The idea of using molecular similarity to
search molecular databases has a long history [
1], and has been recently reviewed [
2].
Combining the best of the results from a wide variety of these
approaches (superpositional, non-superpositional, electrostatic and
chemical feature-based) gives a diverse set of potentially similar
ligands for subsequent analysis or assay.
A suitable searching method needs to possess
certain characteristics:
- It should be able to identify
compounds which are “biologically similar”; in other words compounds that have
an increased likelihood of sharing biological activity with the query molecule.
- It should identified compounds
that are chemically distinct from the query; compounds which are close analogues
of the query are much less interesting than compounds which possess a very
different chemical scaffold. This
suggests that the comparison should be based not on the similarity to the
moelcule’s skeleton of atoms and bonds but on
its external appearance – its shape, electrostatic potential and other
relevant fields.
- It must be very fast, to allow
the calculation to complete in a reasonable time even when many millions of
compounds are being considered.
The suite of Affinity methods collectively known
as RAMS (Rapid Assessment of Molecular Similarity) enable lightening fast
identification of compounds which are similar to a query moecule in terms of
molecular shape or a combination of shape and other molecular properties. It is well-known that these properties, in
particular shape, electrostatics and lipophilicity, are key determinants of
molecular recognition and it is similarity in these terms, rather than the
connection of atoms or functional groups, that detemines bio-isosterism. Whilst this has been appreciated for a long
time, these molecular features are complex objects to represent and compare
computationally. Historically, shape
matching has been performed by molecular superpositon algorithms that are
computationally intensive, which therefor limits their application to large
databases. The development of
alignmnet-free molecular similarity measures that can describe shape and
properties effectively has removed this bottleneck.
RAMS
RAMS represents a family of alignment-free, 3D, molecular similarity methods which execute near real-time ligand searching
based on combinations of shape, charge and various phyico-chemical
properties.
The key technology to enable the exceptionally fast searching that is possible with the RAMS methodologies is the calculation of a compact descriptor that captures the complexities of molecular shape. A key enhancement over previously
described non-superpositional methods is that CSR takes into account the
chirality of the molecules being compared, while retaining the speed
and efficiency of these methods. These differences are important because
interactions between proteins and small molecules are often chiral in
nature. Using CSR, similarly shaped compounds can be quickly identified
from within even the largest molecular databases. In addition, the
problematic requirement of aligning molecules for comparison is
circumvented, as the proposed distributions are independent of molecular
orientation. CSR has been demonstrated [3] to provide superior enrichment to previously described methods.

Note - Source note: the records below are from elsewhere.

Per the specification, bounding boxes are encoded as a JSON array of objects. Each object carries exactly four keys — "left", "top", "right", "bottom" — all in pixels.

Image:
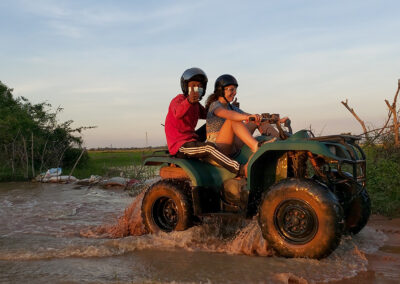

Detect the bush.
[{"left": 61, "top": 148, "right": 89, "bottom": 169}]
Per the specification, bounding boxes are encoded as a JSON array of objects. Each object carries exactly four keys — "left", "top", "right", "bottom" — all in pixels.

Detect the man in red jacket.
[{"left": 165, "top": 68, "right": 241, "bottom": 174}]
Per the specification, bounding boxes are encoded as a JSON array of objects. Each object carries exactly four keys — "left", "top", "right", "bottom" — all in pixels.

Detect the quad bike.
[{"left": 142, "top": 114, "right": 371, "bottom": 259}]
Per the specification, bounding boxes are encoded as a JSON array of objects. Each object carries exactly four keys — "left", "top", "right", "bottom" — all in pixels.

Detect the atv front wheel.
[
  {"left": 258, "top": 178, "right": 344, "bottom": 259},
  {"left": 142, "top": 180, "right": 193, "bottom": 233}
]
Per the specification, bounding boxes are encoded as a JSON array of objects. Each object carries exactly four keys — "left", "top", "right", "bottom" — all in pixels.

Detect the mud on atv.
[{"left": 142, "top": 116, "right": 371, "bottom": 259}]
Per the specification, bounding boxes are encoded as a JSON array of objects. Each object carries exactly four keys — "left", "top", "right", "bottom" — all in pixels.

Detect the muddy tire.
[
  {"left": 345, "top": 188, "right": 371, "bottom": 234},
  {"left": 142, "top": 180, "right": 193, "bottom": 233},
  {"left": 258, "top": 178, "right": 344, "bottom": 259}
]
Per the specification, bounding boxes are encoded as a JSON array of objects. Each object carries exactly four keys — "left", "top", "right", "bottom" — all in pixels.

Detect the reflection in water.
[{"left": 0, "top": 183, "right": 385, "bottom": 283}]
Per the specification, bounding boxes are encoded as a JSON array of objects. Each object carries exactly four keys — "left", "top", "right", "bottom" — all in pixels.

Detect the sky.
[{"left": 0, "top": 0, "right": 400, "bottom": 148}]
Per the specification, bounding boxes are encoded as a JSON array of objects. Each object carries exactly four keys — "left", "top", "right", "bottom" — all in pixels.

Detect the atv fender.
[{"left": 144, "top": 156, "right": 235, "bottom": 187}]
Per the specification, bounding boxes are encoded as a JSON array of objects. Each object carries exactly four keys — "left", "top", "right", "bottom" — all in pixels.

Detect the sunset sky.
[{"left": 0, "top": 0, "right": 400, "bottom": 147}]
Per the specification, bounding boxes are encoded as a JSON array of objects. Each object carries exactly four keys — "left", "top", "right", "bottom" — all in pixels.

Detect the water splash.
[{"left": 80, "top": 191, "right": 147, "bottom": 238}]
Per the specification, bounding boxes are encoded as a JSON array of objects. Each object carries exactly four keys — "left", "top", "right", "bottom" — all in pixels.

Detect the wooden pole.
[
  {"left": 68, "top": 148, "right": 86, "bottom": 182},
  {"left": 31, "top": 132, "right": 35, "bottom": 177}
]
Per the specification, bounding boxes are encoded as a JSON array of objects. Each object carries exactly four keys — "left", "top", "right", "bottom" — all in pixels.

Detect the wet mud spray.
[
  {"left": 81, "top": 186, "right": 386, "bottom": 283},
  {"left": 0, "top": 183, "right": 397, "bottom": 283},
  {"left": 80, "top": 191, "right": 147, "bottom": 238}
]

Building on this approach to molecular shape comparison, ElectroShape[4] incorprates electrostatic and
other physico-chemical properties of the atoms, so that these properties are included in the comparison, in addition to the
molecular shape and stereochemistry. Combining these properties
maximizes the discovery of relevant lead molecules within the top few
percent of structures screened, nearly doubling the enrichment ratio at
1% over previously published shape-based methods.
RAMS methods can search databases of millions of compounds (100s of millions of conformations) in seconds using commodity hardware.
Additionally, as yet unpublished methods are capable of even better performance in benchmarking studies.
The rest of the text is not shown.